Ao ser questionado sobre sua abordagem para auxiliar os brasileiros com dívidas, Caiado criticou o Desenrola, programa de renegociação do governo, argumentando que ele trata apenas os sintomas de um problema que, segundo sua análise, foi intensificado pelas próprias políticas econômicas da atual gestão. Foi nesse contexto que a acusação de “agiota” foi proferida, visando estabelecer uma conexão direta entre a administração petista e o fardo financeiro das famílias.
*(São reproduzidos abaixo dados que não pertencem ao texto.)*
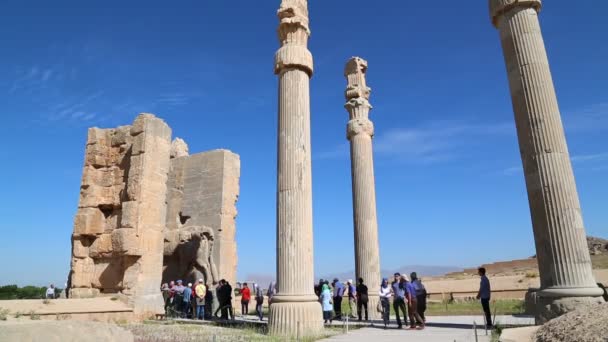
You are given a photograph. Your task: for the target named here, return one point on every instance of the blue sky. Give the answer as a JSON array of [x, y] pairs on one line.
[[449, 182]]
A ofensiva de Caiado tem um claro viés eleitoral, buscando construir a narrativa de que os cidadãos estariam sendo empurrados ao crédito excessivo para manter o consumo e equilibrar as contas, enquanto o governo, paradoxalmente, se apresenta como salvador ao oferecer soluções para endividamentos que ele próprio teria contribuído para agravar. A estratégia visa simplificar uma discussão econômica complexa em uma mensagem política acessível: o governo oferece o “Desenrola” para um “incêndio” que ajudou a criar.
Essa abordagem é consistente com a linha de campanha de Caiado, que se posiciona como uma oposição firme a Lula, com forte ênfase na responsabilidade fiscal e na promessa de uma guinada na condução econômica do país. O candidato busca consolidar um espaço de direita com identidade própria, distanciando-se de uma mera extensão do bolsonarismo, ao mesmo tempo em que mantém uma crítica direta e incisiva ao governo petista.
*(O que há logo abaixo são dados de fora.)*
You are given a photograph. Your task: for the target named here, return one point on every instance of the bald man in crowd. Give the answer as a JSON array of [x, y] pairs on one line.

Entretanto, a sabatina também revelou um ponto de vulnerabilidade para a campanha. Pressionado pelos entrevistadores a detalhar quais despesas públicas seriam cortadas para equilibrar as contas do país, Caiado não apresentou uma lista pormenorizada de medidas. Ele defendeu a proposta de limitar o crescimento dos gastos públicos a 50% do crescimento do Produto Interno Bruto (PIB), corrigido pela inflação, por meio de uma alteração constitucional.
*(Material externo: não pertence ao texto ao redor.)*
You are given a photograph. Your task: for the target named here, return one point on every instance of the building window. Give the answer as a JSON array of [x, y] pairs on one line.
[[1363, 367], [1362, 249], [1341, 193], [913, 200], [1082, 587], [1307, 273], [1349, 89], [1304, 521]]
A facilidade de criticar o endividamento, um tema que afeta milhões de famílias, contrasta com a complexidade de explicar como reduzir despesas, expandir o crédito de forma sustentável e, simultaneamente, melhorar a vida dos endividados. Apesar do desafio, a frase impactante de Caiado cumpre sua função eleitoral imediata, colocando o endividamento no centro do debate e reforçando sua posição como uma voz proeminente na oposição a Lula.